Thursday, June 15, 2006

Web 2.0: The Evolving Definition

Everybody seems to be focused on the “social networking” aspect of Web 2.0 which is fine with regards to the general public and smoother collaboration with in organizations. But there is a collection of attributes that have a technology dimension aspects that will ultimately convert the Web 2.0 benefits into real business value drivers for the enterprises plus enable the capability of the social aspects.

  • Technology-related attributes: These include technologies commonly associated with Web 2.0, such as Ajax, RSS, REST, microformats and public APIs.
  • Non-technology attributes: These include data-related concepts, such as user-contributed content and user-generated metadata, as well as those relating to the process and the business model: greater openness, transparency and decentralized user participation.

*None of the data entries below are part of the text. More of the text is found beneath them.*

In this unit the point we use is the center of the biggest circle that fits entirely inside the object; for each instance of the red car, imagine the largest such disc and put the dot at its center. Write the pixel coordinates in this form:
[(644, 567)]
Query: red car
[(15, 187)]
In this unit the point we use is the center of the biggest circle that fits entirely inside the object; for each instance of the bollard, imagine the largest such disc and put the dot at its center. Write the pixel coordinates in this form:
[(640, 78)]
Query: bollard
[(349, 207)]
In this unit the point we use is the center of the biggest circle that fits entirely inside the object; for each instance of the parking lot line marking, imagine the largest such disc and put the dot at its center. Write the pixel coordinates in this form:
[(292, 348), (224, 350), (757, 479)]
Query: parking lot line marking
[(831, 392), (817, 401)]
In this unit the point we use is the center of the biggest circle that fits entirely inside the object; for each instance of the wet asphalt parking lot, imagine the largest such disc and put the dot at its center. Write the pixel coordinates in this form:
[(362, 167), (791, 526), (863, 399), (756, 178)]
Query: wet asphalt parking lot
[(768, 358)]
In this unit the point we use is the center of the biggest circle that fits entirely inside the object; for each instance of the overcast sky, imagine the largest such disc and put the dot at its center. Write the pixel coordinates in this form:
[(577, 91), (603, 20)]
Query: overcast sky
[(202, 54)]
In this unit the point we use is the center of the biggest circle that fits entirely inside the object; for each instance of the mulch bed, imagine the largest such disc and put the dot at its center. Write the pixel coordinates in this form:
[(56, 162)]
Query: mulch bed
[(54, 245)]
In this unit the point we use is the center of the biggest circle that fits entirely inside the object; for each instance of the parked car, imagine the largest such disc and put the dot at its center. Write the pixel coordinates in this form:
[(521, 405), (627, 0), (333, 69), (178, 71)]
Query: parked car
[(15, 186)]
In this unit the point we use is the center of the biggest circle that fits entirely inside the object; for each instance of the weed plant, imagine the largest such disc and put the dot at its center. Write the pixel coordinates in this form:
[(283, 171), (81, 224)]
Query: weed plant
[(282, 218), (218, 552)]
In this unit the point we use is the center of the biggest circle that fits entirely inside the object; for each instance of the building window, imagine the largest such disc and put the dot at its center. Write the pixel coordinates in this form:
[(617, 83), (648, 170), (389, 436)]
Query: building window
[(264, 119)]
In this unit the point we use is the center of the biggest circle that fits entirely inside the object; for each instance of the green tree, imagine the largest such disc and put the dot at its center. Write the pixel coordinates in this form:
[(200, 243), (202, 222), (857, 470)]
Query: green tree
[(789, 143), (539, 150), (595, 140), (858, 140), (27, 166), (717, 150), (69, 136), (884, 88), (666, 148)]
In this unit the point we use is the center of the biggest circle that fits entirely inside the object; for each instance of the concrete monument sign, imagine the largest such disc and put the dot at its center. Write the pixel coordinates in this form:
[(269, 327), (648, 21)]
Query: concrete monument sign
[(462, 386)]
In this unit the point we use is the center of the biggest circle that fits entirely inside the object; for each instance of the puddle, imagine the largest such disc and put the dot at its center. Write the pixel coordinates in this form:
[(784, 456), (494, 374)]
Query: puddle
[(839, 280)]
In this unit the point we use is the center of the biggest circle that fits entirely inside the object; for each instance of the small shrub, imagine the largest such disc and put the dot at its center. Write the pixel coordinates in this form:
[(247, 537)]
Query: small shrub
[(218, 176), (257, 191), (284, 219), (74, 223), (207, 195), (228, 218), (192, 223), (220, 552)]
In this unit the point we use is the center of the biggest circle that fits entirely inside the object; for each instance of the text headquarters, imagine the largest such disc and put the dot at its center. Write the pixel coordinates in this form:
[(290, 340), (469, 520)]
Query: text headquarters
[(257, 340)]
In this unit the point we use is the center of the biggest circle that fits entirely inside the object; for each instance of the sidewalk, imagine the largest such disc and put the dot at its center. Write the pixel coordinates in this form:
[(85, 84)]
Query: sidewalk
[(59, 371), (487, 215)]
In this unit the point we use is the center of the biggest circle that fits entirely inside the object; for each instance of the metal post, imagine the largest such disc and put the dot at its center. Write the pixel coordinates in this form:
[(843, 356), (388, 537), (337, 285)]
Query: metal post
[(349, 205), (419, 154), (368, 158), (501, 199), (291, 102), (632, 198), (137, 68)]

Web 2.0 has the potential to deliver business value, improve competitive position, help tap new markets, and optimize business processes. Competitive advantage can be gained by cultivating an ecosystem or community that gains in value (through the "network effect") as it accumulates participants. The challenge for organizations is that the attributes of Web 2.0 that can most produce these positive effects are also the ones that are most difficult for organizations to adopt. Unfortunately the Web 2.0 attributes that seem to be getting all of the attention these days— and that organizations can adopt with minimum disruption — are also the ones that, by themselves, can have only a limited impact in the underling business valuation.